VersionRAG: Version-Aware Retrieval-Augmented Generation for Evolving Documents
Daniel Huwiler, Kurt Stockinger, Jonathan Fürst
TL;DR
VersionRAG introduces a novel version-aware retrieval framework that explicitly models document evolution through a hierarchical graph to address two core challenges in evolving documents: version conflation and implicit changes. By routing queries via intent-aware retrieval paths and indexing changes as explicit or inferred graph elements, VersionRAG achieves 90% accuracy on a new VersionQA benchmark and substantially reduces indexing tokens by 97% compared with GraphRAG. The approach combines a five-level version-aware graph with a hybrid retrieval strategy and generation grounded in version-specific context, delivering strong performance across content, version listing, and change retrieval tasks. The work demonstrates practical deployment benefits, including improved efficiency, incremental updates, and broader applicability to domains with tracked document revisions, while also outlining limitations and directions for future research.
Abstract
Retrieval-Augmented Generation (RAG) systems fail when documents evolve through versioning-a ubiquitous characteristic of technical documentation. Existing approaches achieve only 58-64% accuracy on version-sensitive questions, retrieving semantically similar content without temporal validity checks.
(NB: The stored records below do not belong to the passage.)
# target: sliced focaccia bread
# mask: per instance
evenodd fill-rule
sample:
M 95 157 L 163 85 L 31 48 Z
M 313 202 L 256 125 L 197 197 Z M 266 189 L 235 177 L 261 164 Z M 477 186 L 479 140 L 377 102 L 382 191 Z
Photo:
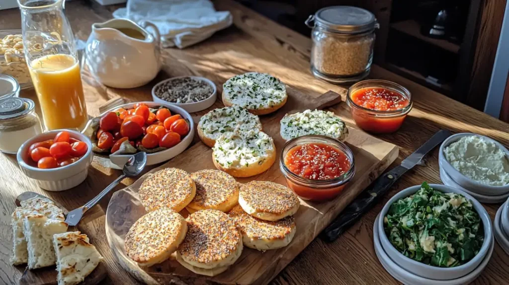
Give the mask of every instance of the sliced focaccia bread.
M 221 135 L 238 127 L 242 131 L 262 130 L 258 116 L 237 106 L 214 109 L 204 115 L 198 123 L 198 135 L 210 147 Z
M 212 149 L 214 165 L 236 177 L 248 177 L 268 169 L 276 159 L 274 141 L 258 130 L 237 129 L 219 137 Z
M 56 259 L 53 248 L 53 235 L 67 231 L 67 224 L 65 221 L 48 219 L 43 215 L 25 217 L 23 234 L 28 249 L 29 269 L 54 265 Z
M 73 285 L 84 280 L 102 260 L 87 235 L 68 232 L 53 236 L 59 285 Z
M 267 73 L 248 72 L 234 76 L 223 84 L 224 106 L 237 105 L 255 115 L 274 112 L 288 98 L 285 83 Z
M 332 112 L 306 110 L 285 115 L 281 119 L 280 133 L 287 141 L 306 135 L 321 135 L 343 141 L 348 135 L 348 129 L 345 122 Z

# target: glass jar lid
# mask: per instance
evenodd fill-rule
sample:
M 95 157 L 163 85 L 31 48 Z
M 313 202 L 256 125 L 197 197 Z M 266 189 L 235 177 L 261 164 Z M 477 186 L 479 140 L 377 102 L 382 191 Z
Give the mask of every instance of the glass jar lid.
M 379 27 L 375 15 L 371 12 L 352 6 L 331 6 L 322 8 L 311 15 L 305 23 L 310 27 L 314 20 L 318 26 L 336 33 L 359 34 Z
We present VersionRAG, a version-aware RAG framework that explicitly models document evolution through a hierarchical graph structure capturing version sequences, content boundaries, and changes between document states. During retrieval, VersionRAG routes queries through specialized paths based on intent classification, enabling precise version-aware filtering and change tracking. On our VersionQA benchmark-100 manually curated questions across 34 versioned technical documents-VersionRAG achieves 90% accuracy, outperforming naive RAG (58%) and GraphRAG (64%). VersionRAG reaches 60% accuracy on implicit change detection where baselines fail (0-10%), demonstrating its ability to track undocumented modifications. Additionally, VersionRAG requires 97% fewer tokens during indexing than GraphRAG, making it practical for large-scale deployment. Our work establishes versioned document QA as a distinct task and provides both a solution and benchmark for future research.